- Origin: Bilbao, Basque Country
- Genres: Swamp rock punk blues^{[citation needed]} Garage punk^{[citation needed]}
- Years active: 1996 - Present
- Labels: Oihuka, Munster
- Members: Rober!, Joseba Irazoki, Jaime Nieto, Andoni Etxebeste
- Website: Official Website

= Atom Rhumba =

Atom Rhumba is a Basque band formed in Bilbao in 1996.

Their sound may be described as a mix of late 1970s New York rock (ROIR cassettes) and 1950s rock'n'roll fuelled by a strong and primitive rhythm section definitely influenced by James Brown.

All their members come from the metropolitan area of Bilbao. Although they had a constantly fluid line-up, Rober!, singer and main composer, has been in control of the band from the beginning.
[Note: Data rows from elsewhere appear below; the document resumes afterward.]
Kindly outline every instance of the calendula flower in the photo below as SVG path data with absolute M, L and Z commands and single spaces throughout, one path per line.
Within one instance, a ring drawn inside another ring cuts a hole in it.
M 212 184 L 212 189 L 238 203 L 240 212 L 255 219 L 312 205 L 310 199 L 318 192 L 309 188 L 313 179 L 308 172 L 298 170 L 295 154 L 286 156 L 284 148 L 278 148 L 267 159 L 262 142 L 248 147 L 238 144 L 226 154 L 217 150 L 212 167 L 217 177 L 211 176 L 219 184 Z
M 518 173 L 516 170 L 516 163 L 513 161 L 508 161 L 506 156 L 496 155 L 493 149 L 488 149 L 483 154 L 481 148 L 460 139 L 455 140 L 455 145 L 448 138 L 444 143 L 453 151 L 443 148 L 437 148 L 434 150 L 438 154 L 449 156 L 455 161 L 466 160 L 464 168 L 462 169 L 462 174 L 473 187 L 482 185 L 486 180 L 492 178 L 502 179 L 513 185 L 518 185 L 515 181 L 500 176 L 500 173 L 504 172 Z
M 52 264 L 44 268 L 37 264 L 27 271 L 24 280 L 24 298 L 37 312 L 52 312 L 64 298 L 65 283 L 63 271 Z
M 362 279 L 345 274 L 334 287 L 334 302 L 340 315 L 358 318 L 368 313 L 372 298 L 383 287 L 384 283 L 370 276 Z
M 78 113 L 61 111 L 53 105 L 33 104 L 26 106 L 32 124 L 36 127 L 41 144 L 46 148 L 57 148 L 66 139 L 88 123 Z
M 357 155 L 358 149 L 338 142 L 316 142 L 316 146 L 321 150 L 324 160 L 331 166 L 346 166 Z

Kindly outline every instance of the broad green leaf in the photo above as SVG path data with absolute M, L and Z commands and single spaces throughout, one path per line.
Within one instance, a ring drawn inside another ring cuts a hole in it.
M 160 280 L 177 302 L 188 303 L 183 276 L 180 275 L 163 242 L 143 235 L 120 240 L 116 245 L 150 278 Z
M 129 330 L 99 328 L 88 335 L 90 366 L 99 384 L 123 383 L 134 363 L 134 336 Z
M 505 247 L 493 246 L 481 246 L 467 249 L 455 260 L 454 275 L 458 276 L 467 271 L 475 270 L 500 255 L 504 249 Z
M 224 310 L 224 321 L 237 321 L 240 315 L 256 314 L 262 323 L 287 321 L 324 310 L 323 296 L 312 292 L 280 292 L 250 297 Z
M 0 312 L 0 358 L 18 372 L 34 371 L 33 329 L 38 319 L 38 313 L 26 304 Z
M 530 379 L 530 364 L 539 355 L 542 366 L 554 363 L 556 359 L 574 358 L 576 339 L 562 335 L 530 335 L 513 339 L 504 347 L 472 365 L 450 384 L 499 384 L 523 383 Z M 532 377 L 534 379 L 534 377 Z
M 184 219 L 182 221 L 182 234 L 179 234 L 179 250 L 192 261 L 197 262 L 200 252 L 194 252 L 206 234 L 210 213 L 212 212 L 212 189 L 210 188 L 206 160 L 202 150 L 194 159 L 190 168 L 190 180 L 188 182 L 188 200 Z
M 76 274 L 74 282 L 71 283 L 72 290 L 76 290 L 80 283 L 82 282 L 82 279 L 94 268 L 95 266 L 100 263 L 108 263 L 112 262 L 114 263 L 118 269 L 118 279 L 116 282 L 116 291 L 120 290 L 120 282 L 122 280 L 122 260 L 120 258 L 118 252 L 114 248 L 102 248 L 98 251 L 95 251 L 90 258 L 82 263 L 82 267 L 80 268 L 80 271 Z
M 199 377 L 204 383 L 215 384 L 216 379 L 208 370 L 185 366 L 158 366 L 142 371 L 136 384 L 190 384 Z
Notorious for their incendiary live act, the raw sound of their records (they always play live in the studio) and critical acclaim.

==Current line up==
- Rober!: voice, guitar, some keyboards
- Jaime Nieto: bass, keyboards
- Andoni Etxebeste: drums
- Joseba Irazoki: guitar

==Discography==

===Albums===
- Cosmic Lexicon (2018, El Segell del Primavera)
- Gargantuan Melee (2010, Brian's Records)
- Amateur Universes 2LP/CD (2006, Oihuka Records)
- Backbone Ritmo LP/CD (2003, Munster Records)
- Chasin' The Onagro LP/CD (2001, Munster Records) - produced by Mick Collins
- Dirt Shots 10"/CD (2000, Munster Records)
- Hormonal Riot LP/CD (1997, Munster Records)

===Other===
- Josetxo Anitua & Atom Rhumba CD (2005, Noizpop Records) Recorded live with Josetxo Anitua as a singer, including covers of Doc Pomus, Marc Bolan, Velvet Underground, Caetano Veloso, Jonathan Richman & The Modern Lovers, Them and Art Ensemble of Chicago.
- Concrete Mixer LP/CD (2005, Munster Records) Remixes of Backbone Ritmo by Dj Amsia y Carlotta Lotta Love, Templar & Birdy, Kaki Arkarazo, Javi P3z, Akauzazte, Xabier Erkizia, Josetxo & Murky, Manta Ray, Javi Letamendia and -gailu featuring Anari.
- Gone MaxiCd/Maxi (Munster Records, 2004, MRCD262) Gone - Gone(Gone Clone) - Gone(Piccolini remix)
- "Techno Boy"/"Gimme Chaos" (Munster Records, 2004, MRCD262) Cd single
- "Downtown" in Again ... This One's For Johnny 10"/CD(Tribute To Johnny Thunders) 10" (Munster Records, 2001, MR 196)
- "Evil Hearted Ada" in Groovin' Round The World: A Tribute To The Flamin' Groovies 2xCD (Safety Pin Records, 2000, SPCD-010/11)
- "Party Dress" in La Cagarruta Sónica LP (Discos Alehop!, 1997, KAKA 001)
- "Lightning's Girl" in Tribute To Nancy Sinatra Vol. 2 7" (Munster Records, 1998, ref. 7111)
- "Calypso" [different from "Hormonal Riot" one] in Punkin' CD (Munster Records, 1997, MR 124)
- "Bad Record"/"No Square" 7" (1996, Alehop!)